- Born: September 2, 1923
- Died: February 14, 1990 (aged 66)
- Notable work: "An Open Letter to My Teenage Son" (1967)

= Victor Lundberg =

American radio personality

Victor Lundberg was an American radio personality, best known for a spoken word record called "An Open Letter to My Teenage Son", which became an unlikely Top 10 hit in 1967.

=="An Open Letter to My Teenage Son"==
Released in September 1967, the song is a voice-over monologue that delivers an orchestral rearrangement of the "Battle Hymn of the Republic", after empathizing, somewhat, with a number of the typical teenage concerns of the day, memorably ends with Lundberg telling his son that if he burns his draft card, then he should "burn [his] birth certificate at the same time. From that moment on, I have no son." The lyrics, written by Robert R Thompson and produced by Jack Tracy. In real life, Lundberg had at least one male teenager in his household at the time.

"An Open Letter" became a hit in Michigan and was released nationally by Liberty Records, jumping onto the Billboard Hot 100 at #84 on November 11, 1967. Within three weeks the record went #58 - #18 - #10, making it one of the dozen or so fastest-climbing records in Hot 100 history up to that point, and Lundberg made an appearance on The Ed Sullivan Show on November 12, 1967. After another week at #10, the record slipped to #22 for the week ending December 16, 1967, then vanished from the Hot 100 completely, after a total run of just six weeks. Few other records have ever been ranked so high in such a short chart stay on the Hot 100 (Napoleon XIV's "They're Coming to Take Me Away, Ha-Haaa!" peaked at #3 but was only on the Hot 100 for six weeks; Kenny G's "Auld Lang Syne" (The Millennium Mix) peaked at #7 but was only the Hot 100 for five weeks) before the spate of records that have been doing so, starting in 2008 (see Biggest drops off the Hot 100 in List of Billboard Hot 100 chart achievements and milestones). However, it sold over one million copies within a month of release and was awarded a gold disc. "An Open Letter" also received a Grammy Award nomination for Best Spoken Word Recording, losing to Senator Everett McKinley Dirksen's "Gallant Men".

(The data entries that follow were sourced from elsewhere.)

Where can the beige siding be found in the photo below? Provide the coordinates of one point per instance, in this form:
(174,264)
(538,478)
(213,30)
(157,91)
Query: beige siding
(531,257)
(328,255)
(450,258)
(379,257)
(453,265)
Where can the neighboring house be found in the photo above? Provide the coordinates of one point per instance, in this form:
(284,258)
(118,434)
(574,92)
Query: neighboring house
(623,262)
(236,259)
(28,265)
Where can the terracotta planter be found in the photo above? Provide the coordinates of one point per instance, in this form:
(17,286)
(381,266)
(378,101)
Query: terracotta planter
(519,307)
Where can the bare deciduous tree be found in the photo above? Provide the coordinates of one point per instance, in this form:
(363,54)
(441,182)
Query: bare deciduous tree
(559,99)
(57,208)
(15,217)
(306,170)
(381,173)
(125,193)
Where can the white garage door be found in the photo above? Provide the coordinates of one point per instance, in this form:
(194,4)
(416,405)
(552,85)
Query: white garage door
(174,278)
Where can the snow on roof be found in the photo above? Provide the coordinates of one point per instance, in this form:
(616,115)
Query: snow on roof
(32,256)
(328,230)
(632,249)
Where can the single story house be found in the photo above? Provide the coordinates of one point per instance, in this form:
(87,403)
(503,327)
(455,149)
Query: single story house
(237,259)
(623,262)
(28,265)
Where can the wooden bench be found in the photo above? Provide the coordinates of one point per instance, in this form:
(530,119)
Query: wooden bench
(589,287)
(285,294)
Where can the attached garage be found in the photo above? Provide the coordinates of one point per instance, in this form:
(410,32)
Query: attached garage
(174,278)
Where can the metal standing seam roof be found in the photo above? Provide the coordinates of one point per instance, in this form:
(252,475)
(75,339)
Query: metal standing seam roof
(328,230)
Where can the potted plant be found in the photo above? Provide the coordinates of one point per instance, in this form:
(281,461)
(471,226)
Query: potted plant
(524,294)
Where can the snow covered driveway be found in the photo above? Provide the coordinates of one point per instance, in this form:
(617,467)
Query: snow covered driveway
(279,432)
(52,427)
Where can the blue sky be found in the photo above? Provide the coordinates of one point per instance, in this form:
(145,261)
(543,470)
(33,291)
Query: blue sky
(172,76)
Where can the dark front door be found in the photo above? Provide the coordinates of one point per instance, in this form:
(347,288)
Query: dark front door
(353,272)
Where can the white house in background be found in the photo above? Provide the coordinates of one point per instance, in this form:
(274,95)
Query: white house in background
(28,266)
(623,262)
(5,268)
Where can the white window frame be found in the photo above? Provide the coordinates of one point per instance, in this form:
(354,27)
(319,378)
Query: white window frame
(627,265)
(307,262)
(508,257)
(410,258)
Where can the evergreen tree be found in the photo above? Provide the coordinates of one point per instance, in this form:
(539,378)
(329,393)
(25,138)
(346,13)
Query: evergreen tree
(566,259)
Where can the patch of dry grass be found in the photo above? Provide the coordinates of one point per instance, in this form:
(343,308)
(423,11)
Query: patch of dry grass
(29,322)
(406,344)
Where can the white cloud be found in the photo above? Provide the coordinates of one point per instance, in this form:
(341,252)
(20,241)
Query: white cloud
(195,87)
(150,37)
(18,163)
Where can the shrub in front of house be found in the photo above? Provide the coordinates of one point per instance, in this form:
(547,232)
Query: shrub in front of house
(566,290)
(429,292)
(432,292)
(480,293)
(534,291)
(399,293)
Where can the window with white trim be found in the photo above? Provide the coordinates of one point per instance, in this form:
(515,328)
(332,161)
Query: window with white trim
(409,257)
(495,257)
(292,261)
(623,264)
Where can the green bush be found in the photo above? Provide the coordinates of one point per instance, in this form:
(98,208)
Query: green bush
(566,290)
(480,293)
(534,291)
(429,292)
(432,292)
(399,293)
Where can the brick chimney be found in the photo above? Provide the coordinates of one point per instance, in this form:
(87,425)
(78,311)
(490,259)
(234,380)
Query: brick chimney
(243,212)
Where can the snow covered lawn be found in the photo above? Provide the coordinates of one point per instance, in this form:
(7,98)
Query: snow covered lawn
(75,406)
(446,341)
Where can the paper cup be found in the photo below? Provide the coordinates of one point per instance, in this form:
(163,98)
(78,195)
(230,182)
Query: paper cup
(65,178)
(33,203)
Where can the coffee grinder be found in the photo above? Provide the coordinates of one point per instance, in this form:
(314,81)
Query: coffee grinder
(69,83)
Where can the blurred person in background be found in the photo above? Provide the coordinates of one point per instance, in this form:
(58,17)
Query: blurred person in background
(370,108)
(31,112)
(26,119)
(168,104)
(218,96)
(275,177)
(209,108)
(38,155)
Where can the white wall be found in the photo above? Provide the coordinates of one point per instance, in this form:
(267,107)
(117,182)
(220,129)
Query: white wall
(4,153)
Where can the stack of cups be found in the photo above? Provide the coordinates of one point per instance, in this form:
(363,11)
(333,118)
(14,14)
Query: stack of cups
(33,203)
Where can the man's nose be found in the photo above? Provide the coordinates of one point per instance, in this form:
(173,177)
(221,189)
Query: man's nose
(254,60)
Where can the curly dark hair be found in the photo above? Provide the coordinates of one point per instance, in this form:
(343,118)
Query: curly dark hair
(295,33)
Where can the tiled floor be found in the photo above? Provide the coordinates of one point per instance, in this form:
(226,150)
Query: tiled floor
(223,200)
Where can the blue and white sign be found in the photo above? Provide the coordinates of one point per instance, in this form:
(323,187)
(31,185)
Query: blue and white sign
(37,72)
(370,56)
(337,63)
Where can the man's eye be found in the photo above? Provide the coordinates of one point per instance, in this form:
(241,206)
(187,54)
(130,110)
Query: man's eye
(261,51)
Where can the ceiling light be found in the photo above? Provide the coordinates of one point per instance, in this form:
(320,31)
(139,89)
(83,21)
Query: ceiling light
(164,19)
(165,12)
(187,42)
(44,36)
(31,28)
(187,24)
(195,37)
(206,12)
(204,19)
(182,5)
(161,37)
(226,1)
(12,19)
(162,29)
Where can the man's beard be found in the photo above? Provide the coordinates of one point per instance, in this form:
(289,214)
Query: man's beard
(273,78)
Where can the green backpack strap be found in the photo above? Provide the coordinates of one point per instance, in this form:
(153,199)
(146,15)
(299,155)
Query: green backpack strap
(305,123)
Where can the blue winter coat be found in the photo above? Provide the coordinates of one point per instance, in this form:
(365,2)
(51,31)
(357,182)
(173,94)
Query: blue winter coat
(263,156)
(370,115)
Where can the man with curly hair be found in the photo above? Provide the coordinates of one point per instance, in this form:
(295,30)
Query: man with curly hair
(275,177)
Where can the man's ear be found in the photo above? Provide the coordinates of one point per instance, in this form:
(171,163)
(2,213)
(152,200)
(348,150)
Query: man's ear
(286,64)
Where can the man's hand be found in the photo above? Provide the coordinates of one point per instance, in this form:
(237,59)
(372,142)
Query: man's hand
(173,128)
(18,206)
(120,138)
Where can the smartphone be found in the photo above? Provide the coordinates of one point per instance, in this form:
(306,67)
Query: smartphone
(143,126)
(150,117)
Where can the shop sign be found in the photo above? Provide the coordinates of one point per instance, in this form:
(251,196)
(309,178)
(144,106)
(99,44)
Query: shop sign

"An Open Letter" spawned at least ten "response" records. Most of these spoken-word records all have the father's son write a response to what the father had said. The son's response varies from letter to letter, depending on the nature of the records.

The record was heavily criticised in a scathing review by William Zinsser, "The Pitfalls of Pop's Pompous Pop-off", in Life Magazine, 5 January 1968.

==Later years==
Encouraged by the single's success, Liberty released an entire album of Lundberg's musings, entitled An Open Letter (LST 7547) that failed to chart. The album featured ten selections about hippies, Vietnam War and American patriotism, many of which took a less strongly conservative line than "Teenage Son". "My Buddy Carl" (originally the B-side of the hit single) decried racial prejudice, while "On Censorship", takes an almost Libertarian view of "self-appointed ... censorious do-gooders". (Lundberg is sometimes identified as a leader of the Libertarian Party, but sources differ as to whether he was actually a member; the national party was not formed until 1971.)

Lundberg released one more record, in 1968: "Take Two (For the Relief of Racial Tension)" b/w "Impressions of Victor Lundberg", on the Buddah label. It was not a hit. Lundburg continued his career in radio broadcasting throughout; he voiced a large number of nationally aired commercials (notably, Peter Max commercials), and was an on-air personality part-time, even in retirement. His last regular live radio show ended in 1979 on what was then WYBR, in Belvidere (Rockford), Illinois. Victor Lundburg died in 1990.